Corriere del Veneto (Vicenza e Bassano)
Bethenod: «Vetro e arte un incontro liberatorio»
Il talk Da Giuseppe Caccavale a Remo Salvadori e Jana Sterbak: così il vetro è diventato «cool»
Perché, ad un certo punto, il vetro è diventato così cool tra gli artisti contemporanei? Come è slittato sul palcoscenico del mercato e dell’immaginario d’arte da oggetto di artigianato qual era? La risposta non è semplice, ammette anche Martin Bethenod, alla guida della Collezione Pinault che a Venezia significa Palazzo Grassi, Teatrino e Punta della Dogana. Eppure un’idea ce l’ha: «Quando si è rotto il confine tra arte e “art & craft”, che un tempo sembrava invalicabile, si è prodotto qualcosa di liberatorio e gli artisti si sono sentiti autorizzati a esplorare tutto ciò che era tenuto fuori e sotto la dimensione dell’arte. Credo che lì stia il punto». Un precedente illustre? «Pensate a Marcel Duchamp e la sua “Air de Paris”: un piccolo oggetto di vetro, anonimo, da cui nasce una straordinaria opera concettuale».
Per riflettere proprio su questa relazione desiderante tra arte contemporanea e vetro, il Teatrino di Palazzo Grassi ha di recente ospitato «Artists’ Conversation», un talk con alcuni dei protagonisti della mostra «Una fornace a Marsiglia. Cirva». Sul palco di Monsieur Pinault si sono confrontati Giuseppe Caccavale, Pierre Charpin, Lieven De Boeck, Remo Salvadori e Jana Sterbak, sotto la regia di Jean-Luc Olivié, insieme alle curatrici dell’esposizione, Isabelle Reiher e Chiara Bertola.
Sono tutti artisti che hanno un rapporto eccentrico col vetro. Ad esempio Giuseppe Caccavale (1960) insegna affresco, graffiti e mosaico all’École Nationale Superieure des Arts Décoratifs di Parigi. Pierre Charpin (1962) è un designer e scenografo, figlio di uno scultore e di una artistaartigiana di arazzi. Lieven De Boeck è un belga che ha messo a punto un «Dictionary of space» molto legato alle questioni architettoniche. Remo Salvadori (1947) è un decano degli artisti italiani, con una lunga carriera dentro l’arte povera e concettuale. Jana Sterbak, ceca, canadese di adozione, si muove su terreni eclettici, dalla performance alle installazioni, la fotografia e la scultura. Tutti loro, ad un certo punto, si sono misurati con il vetro.
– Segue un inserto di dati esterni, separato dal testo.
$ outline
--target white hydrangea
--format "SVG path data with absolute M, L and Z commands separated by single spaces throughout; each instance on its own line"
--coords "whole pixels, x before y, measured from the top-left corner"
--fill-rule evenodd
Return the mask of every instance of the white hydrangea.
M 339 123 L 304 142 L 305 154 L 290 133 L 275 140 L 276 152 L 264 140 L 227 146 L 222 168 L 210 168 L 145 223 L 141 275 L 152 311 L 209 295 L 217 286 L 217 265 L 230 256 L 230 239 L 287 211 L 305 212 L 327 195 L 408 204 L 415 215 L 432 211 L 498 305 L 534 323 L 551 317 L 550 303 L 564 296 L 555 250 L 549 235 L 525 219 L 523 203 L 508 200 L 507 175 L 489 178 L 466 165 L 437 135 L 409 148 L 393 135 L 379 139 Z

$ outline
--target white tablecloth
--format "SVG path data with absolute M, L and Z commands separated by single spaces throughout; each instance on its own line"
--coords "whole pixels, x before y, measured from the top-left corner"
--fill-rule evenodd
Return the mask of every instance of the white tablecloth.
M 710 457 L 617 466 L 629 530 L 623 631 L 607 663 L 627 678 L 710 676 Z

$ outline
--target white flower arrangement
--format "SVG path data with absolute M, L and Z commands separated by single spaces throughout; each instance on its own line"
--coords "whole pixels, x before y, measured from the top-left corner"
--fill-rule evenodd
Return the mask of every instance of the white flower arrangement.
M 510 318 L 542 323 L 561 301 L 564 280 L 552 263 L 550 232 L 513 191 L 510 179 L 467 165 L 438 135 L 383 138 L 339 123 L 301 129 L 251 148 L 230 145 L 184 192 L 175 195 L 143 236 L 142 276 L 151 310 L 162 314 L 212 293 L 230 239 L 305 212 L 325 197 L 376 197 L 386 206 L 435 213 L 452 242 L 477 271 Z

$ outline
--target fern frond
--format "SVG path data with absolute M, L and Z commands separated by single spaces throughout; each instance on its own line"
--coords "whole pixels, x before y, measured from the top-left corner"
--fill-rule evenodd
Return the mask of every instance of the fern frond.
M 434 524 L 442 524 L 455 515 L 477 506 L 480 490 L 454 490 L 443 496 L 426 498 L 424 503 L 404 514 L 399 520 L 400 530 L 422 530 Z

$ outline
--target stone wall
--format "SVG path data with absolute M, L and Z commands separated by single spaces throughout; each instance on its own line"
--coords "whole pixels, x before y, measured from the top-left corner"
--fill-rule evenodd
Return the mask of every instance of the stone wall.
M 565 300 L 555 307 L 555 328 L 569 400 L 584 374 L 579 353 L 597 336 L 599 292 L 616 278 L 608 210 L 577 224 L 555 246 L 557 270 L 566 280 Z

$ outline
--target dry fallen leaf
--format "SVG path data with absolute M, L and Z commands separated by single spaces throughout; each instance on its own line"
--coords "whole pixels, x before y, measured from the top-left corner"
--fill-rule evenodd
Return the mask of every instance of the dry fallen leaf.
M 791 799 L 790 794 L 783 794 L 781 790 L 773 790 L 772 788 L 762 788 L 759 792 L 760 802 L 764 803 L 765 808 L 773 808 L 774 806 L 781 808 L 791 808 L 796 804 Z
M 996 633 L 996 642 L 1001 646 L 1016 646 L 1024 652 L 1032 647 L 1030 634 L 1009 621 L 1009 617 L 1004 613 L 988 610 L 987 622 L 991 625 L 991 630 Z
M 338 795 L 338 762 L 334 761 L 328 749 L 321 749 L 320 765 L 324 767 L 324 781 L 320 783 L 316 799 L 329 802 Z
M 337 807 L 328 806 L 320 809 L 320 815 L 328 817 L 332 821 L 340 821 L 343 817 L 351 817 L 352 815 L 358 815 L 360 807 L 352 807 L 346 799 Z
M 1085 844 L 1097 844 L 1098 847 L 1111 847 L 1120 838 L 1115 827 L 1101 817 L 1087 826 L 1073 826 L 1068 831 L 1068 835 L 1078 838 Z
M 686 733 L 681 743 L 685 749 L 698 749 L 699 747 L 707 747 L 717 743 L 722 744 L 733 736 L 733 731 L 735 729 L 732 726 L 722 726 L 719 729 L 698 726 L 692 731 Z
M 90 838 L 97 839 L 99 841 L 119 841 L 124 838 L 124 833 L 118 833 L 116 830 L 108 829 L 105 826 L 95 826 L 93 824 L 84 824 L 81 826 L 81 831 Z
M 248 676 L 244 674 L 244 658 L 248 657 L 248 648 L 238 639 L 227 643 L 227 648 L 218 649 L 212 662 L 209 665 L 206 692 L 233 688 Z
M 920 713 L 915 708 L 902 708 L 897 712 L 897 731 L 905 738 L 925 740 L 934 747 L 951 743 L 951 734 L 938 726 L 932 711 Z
Riflette Martin Bethenod rispetto a questo incontro fatale: «Gli artisti si sono riappropriati non solo di quella “dimensione vivente” che è nella natura stessa del materiale, ma anche di tutta la potenza simbolica e il codice culturale che il vetro porta con sè». E aggiunge: «Non è un caso che questi artisti siano passati al Cirva».
Il Cirva è il «Centre international de recherche sur le verre e les arts plastiques» di Marsiglia. «Quel centro è qualcosa di unico. L’ho conosciuti quando lavoravo al Ministero della Cultura: sono un caso di eccellenza della cultura europea».
Lì si sono cimentati con il potenziale espressivo decine di creativi, da Bob Wilson a Ettore Sottsass e non per residenze estemporanee, «ma per progetti di lunga durata». Maestri vetrari e artisti assieme. E con la particolarità di non essere un centro espositivo, «per evitare qualunque rischio di museificazione e costringendo invece la collezione a confrontarsi con l’ignoto».
Il Cirva infatti ha deciso di portare fuori i suoi artisti e le loro produzioni e di metterli al lavoro in altri ambienti.
«Finora la Collezione Pinault non ha avuto modo di collaborare direttamente con il Cirva, ma solo perché non si è presentata l’occasione – continua Bethenod – Ci siamo incrociati adesso, per il legame stretto con la comunità artistica e culturale veneziana: la partnership che abbiamo costruito con «Le Stanze del Vetro» della Fondazione Cini e con la Fondazione Querini Stampalia sono la dimostrazione che si può lavorare assieme e su terreni tutti nuovi».